There is a limit of 1023 on the total number of sets in a namespace. Deleting a set metadata (to reclaim space from this 1023 limit) requires durably deleting all the data in the set and cold restarting the node. See the follwing knowledge base article for details.

Below are some basic configurations and commands which can be used to remove data from a set.

  • truncate introduced in Aerospike Server version 3.12.0, released in March 2017
  • set-delete deprecated and works up to Aerospike 3.12.1, released in April 2017

The version of the Aerospike Server being maintained will determine which of the following asinfo commands to execute.

Truncating a Set in a Namespace

caution

The truncate related commands should be used with extreme caution.
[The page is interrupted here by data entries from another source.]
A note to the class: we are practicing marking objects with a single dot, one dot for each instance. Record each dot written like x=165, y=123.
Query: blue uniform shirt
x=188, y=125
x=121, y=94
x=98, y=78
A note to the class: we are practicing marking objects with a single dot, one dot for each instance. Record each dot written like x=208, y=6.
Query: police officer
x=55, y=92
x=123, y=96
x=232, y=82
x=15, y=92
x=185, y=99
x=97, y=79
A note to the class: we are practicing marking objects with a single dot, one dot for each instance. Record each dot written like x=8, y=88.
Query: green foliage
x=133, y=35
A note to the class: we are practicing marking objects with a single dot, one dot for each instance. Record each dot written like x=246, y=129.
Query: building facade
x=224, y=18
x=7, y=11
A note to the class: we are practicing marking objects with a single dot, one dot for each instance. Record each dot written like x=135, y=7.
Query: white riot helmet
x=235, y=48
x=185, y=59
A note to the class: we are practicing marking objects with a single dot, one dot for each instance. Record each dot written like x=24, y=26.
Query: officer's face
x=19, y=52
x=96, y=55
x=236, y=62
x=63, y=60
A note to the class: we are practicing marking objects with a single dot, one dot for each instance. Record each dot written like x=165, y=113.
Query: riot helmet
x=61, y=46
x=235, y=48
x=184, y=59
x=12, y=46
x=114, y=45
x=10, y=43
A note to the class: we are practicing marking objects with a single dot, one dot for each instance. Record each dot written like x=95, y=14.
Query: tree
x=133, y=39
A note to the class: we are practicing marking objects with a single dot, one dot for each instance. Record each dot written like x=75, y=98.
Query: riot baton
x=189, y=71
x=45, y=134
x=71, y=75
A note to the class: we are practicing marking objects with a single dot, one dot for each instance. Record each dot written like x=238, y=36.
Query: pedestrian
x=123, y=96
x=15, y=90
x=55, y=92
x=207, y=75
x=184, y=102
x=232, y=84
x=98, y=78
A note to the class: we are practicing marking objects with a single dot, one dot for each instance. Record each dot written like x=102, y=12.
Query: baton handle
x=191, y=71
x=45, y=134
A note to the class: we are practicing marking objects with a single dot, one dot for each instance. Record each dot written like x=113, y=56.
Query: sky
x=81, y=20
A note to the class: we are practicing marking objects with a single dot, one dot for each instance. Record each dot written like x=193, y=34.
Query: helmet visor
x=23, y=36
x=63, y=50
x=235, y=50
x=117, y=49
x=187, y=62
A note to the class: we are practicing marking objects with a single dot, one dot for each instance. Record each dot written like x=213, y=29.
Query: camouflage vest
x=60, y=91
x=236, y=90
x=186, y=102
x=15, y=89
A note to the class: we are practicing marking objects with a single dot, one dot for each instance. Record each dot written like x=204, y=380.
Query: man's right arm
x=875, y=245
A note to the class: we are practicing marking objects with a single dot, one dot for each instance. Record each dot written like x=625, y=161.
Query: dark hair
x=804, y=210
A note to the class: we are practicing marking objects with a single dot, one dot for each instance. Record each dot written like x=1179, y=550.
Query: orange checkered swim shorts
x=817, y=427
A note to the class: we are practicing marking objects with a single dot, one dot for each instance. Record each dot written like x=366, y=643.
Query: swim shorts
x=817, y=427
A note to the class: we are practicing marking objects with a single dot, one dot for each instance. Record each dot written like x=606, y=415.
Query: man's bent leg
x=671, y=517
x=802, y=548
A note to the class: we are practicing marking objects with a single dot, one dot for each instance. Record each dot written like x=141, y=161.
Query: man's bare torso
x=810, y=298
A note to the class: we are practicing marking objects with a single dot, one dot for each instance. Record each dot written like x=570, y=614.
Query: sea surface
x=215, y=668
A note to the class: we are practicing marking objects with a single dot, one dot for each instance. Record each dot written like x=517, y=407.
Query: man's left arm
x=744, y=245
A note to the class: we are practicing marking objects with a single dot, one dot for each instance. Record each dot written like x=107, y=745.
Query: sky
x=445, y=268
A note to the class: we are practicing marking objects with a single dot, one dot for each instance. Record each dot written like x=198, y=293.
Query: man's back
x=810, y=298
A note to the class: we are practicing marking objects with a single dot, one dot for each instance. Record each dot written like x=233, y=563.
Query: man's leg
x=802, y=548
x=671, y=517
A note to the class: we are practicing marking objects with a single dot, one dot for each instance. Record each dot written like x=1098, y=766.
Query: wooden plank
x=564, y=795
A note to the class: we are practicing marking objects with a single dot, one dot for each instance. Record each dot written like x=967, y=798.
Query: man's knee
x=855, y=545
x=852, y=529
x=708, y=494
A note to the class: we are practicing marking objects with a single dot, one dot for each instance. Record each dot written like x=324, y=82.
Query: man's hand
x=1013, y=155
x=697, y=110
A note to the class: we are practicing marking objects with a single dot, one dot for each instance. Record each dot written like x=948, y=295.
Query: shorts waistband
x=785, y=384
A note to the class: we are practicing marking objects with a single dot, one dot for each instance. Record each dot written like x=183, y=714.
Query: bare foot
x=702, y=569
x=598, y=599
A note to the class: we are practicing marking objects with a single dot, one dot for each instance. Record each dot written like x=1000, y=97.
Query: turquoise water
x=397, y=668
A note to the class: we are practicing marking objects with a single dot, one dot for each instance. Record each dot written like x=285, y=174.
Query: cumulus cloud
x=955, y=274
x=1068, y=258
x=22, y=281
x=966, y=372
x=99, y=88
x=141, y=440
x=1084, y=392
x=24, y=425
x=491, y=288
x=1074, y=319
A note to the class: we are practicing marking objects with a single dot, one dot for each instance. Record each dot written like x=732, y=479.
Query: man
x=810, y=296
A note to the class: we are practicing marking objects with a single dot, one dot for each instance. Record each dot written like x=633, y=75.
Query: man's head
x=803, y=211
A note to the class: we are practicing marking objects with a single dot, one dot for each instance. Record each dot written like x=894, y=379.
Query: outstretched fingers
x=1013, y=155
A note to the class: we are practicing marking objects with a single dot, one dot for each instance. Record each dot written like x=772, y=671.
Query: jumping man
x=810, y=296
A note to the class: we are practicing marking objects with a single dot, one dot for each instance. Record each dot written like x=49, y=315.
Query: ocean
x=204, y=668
Providing an incorrect command can result in truncating a whole namespace rather than just a set.

Server versions 4.3.1.11 (and higher 4.3.1.X), 4.4.0.11 (and higher 4.4.0.X), 4.5.0.6 (and higher 4.5.0.X) and 4.5.1.5 and higher provide 2 different commands for truncation:

The AQL command abstracts both in the single TRUNCATE command which takes an optional set parameter.

note

Tools package 6.0.x or later is required to use asadm's manage truncate command.

To initiate a set truncation, the asadm, asinfo, or aql tools can be used to issue a truncate command to one of the nodes in the cluster.

For truncating a set, use either one of the following commands:

asadm -e "enable; manage truncate ns <namespace_name> set <set_name>"
asinfo -v "truncate:namespace=namespace_name;set=set_name;"
aql -c "TRUNCATE <namespace_name>.<set_name>"
note

For Server versions 4.5.1.5 and above, it is recommended to use either asadm or asinfo command due to the clear separation between truncate for truncating a set and truncate-namespace for truncating a namespace. For older versions (prior to 4.5.1.5 unless covered by the hotfixes introduced in 4.3.1.11, 4.4.0.11 and 4.5.0.6) it is safer to use the aql command to avoid the risk of a typo in the command truncating a whole namespace inadvertently.

The command starts a background thread on each of the nodes in the cluster, which removes, from primary index, all records belonging to namespace_name and set_name on the node.

The command takes an optional historical lut(last-update-time) parameter X. The timestamp limits the truncation to records with a last-update-time earlier than time X. If no timestamp is specified, the now timestamp of the receiving node is used.

To validate that a set is truncated, issue either of the following command sequences to get set truncation information and set object count information.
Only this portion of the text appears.